Basically because the black and red handkerchiefs started to have people to buy them. Which added up to the paycheck at the end of the month, of the women from Minho (my dad’s region).

The commercialization of the handkerchiefs surpassed all the romanticism they had in the past.

The handkerchiefs we see everywhere in souvenirs shops in historic districts all over Portugal have little to do with the ones firstly embroidered to the men from Minho. Are no longer made in cross stitch also, preferring a simpler embroidery, and linen was replaced by cotton.

The colours made the handkerchiefs unique.
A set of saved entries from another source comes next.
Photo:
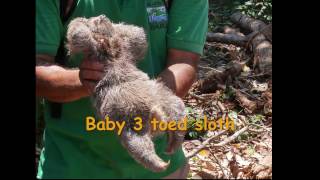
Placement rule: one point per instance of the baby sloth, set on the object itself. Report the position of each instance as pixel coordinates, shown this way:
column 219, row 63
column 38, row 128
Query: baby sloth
column 125, row 92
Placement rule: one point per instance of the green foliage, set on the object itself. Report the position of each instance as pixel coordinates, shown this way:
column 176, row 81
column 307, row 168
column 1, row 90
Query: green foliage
column 258, row 9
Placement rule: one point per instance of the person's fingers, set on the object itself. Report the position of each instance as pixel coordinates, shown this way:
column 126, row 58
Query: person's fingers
column 92, row 65
column 91, row 74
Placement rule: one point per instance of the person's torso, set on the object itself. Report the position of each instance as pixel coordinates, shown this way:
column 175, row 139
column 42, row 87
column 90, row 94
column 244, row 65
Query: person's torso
column 70, row 150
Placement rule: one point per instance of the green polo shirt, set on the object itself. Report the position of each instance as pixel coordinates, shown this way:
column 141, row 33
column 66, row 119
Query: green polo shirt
column 69, row 150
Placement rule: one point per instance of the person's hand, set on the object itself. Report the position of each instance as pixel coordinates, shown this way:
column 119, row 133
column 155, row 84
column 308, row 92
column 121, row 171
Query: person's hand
column 91, row 72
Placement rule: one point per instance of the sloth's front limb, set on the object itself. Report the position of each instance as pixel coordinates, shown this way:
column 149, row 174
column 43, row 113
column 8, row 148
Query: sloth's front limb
column 141, row 148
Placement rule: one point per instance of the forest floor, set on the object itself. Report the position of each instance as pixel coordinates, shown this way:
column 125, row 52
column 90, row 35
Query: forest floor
column 250, row 154
column 245, row 98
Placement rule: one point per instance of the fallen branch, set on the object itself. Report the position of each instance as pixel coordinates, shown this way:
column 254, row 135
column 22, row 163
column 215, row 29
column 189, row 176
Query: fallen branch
column 207, row 141
column 197, row 96
column 248, row 105
column 204, row 144
column 247, row 22
column 227, row 38
column 260, row 40
column 216, row 80
column 231, row 138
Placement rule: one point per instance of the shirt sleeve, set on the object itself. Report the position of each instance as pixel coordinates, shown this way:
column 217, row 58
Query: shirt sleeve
column 49, row 27
column 188, row 25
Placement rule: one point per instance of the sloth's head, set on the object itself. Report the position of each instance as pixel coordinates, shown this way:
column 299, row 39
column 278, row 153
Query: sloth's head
column 107, row 41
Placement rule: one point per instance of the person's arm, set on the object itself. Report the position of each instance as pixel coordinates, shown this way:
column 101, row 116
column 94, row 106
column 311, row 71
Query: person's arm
column 59, row 84
column 180, row 72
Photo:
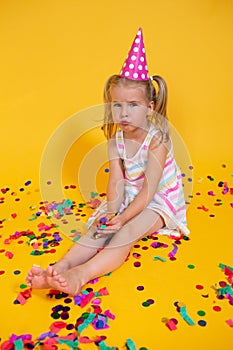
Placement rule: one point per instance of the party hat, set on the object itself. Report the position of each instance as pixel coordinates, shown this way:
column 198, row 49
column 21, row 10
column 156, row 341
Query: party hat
column 135, row 66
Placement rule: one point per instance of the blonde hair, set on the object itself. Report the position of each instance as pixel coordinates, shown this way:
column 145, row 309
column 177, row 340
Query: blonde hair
column 158, row 117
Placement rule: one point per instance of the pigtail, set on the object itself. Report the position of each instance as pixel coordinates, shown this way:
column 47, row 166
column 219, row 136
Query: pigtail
column 160, row 111
column 161, row 98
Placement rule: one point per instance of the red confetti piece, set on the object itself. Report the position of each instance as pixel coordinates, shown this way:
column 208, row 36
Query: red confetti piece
column 222, row 284
column 9, row 255
column 199, row 287
column 171, row 325
column 57, row 326
column 229, row 322
column 217, row 308
column 203, row 208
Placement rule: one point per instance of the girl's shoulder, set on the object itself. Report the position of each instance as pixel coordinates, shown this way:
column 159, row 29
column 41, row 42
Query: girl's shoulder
column 158, row 143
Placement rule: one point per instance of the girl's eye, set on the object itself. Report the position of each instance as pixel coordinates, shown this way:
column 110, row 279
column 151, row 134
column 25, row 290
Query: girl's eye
column 116, row 104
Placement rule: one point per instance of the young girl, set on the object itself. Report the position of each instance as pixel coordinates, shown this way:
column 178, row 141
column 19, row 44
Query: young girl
column 144, row 192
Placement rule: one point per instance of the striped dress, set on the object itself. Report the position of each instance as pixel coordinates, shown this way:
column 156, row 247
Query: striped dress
column 168, row 200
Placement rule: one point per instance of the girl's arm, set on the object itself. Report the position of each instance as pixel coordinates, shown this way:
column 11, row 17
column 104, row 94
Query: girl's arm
column 156, row 161
column 115, row 189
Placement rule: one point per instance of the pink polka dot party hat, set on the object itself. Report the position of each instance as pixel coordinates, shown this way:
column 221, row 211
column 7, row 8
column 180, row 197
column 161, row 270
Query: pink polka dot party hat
column 135, row 66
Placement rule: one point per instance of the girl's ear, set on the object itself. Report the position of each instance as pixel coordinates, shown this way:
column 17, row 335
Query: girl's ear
column 151, row 107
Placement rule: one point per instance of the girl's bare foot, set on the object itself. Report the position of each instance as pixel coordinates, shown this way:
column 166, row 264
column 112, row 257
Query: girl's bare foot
column 37, row 278
column 70, row 282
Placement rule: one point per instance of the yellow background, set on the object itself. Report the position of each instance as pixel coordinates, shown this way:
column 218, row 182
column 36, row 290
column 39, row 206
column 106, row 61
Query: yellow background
column 55, row 58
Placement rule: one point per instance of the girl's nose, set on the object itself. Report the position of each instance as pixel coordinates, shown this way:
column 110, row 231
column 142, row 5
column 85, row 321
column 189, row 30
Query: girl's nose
column 124, row 110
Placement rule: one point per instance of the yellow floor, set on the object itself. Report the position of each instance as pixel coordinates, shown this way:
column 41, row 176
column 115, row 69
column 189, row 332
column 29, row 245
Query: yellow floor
column 165, row 282
column 55, row 59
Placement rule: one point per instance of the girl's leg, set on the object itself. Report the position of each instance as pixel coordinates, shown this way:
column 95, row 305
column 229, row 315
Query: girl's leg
column 78, row 254
column 112, row 256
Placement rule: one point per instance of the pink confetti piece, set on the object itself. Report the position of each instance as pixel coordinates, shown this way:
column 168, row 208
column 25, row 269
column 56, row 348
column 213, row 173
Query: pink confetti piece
column 229, row 322
column 203, row 208
column 9, row 255
column 109, row 314
column 173, row 252
column 55, row 327
column 87, row 299
column 171, row 325
column 211, row 193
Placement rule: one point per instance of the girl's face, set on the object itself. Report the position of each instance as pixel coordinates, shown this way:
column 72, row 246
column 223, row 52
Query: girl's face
column 130, row 107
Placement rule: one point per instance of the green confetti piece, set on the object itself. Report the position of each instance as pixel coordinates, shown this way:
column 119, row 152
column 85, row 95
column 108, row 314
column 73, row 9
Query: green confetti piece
column 87, row 321
column 103, row 346
column 159, row 258
column 18, row 343
column 201, row 313
column 222, row 266
column 145, row 304
column 75, row 239
column 130, row 345
column 72, row 344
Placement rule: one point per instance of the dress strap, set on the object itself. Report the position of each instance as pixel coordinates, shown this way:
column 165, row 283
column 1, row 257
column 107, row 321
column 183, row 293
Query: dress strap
column 120, row 143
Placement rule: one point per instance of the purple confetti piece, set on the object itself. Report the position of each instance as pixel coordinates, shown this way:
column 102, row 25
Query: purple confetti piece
column 174, row 251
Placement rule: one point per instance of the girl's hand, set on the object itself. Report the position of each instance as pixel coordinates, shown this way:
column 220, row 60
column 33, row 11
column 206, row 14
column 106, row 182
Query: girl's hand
column 110, row 226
It is also not set in stone that the first handkerchiefs had the famous rhymes we can read on them today. They could have a sentence, on a spiral, with spelling mistakes, given the illiteracy of the embroiderer, in a childish handwriting. Today, even knowing how to spell, the embroiderers pretend to be illiterate and misspell voluntarily, because that’s what sells.

Handkerchiefs from Minho or Vila Verde handkerchiefs?

Minho is a mixture of colours. The handkerchiefs, a product of Minho, are nowadays very attached to Vila Verde district.

(I learnt how to swim and how to float in Cavado river. And my father taught me how to ride a bicycle just on the banks of the river. Vila Verde is where my father used to spend the summer with his family, as a young man.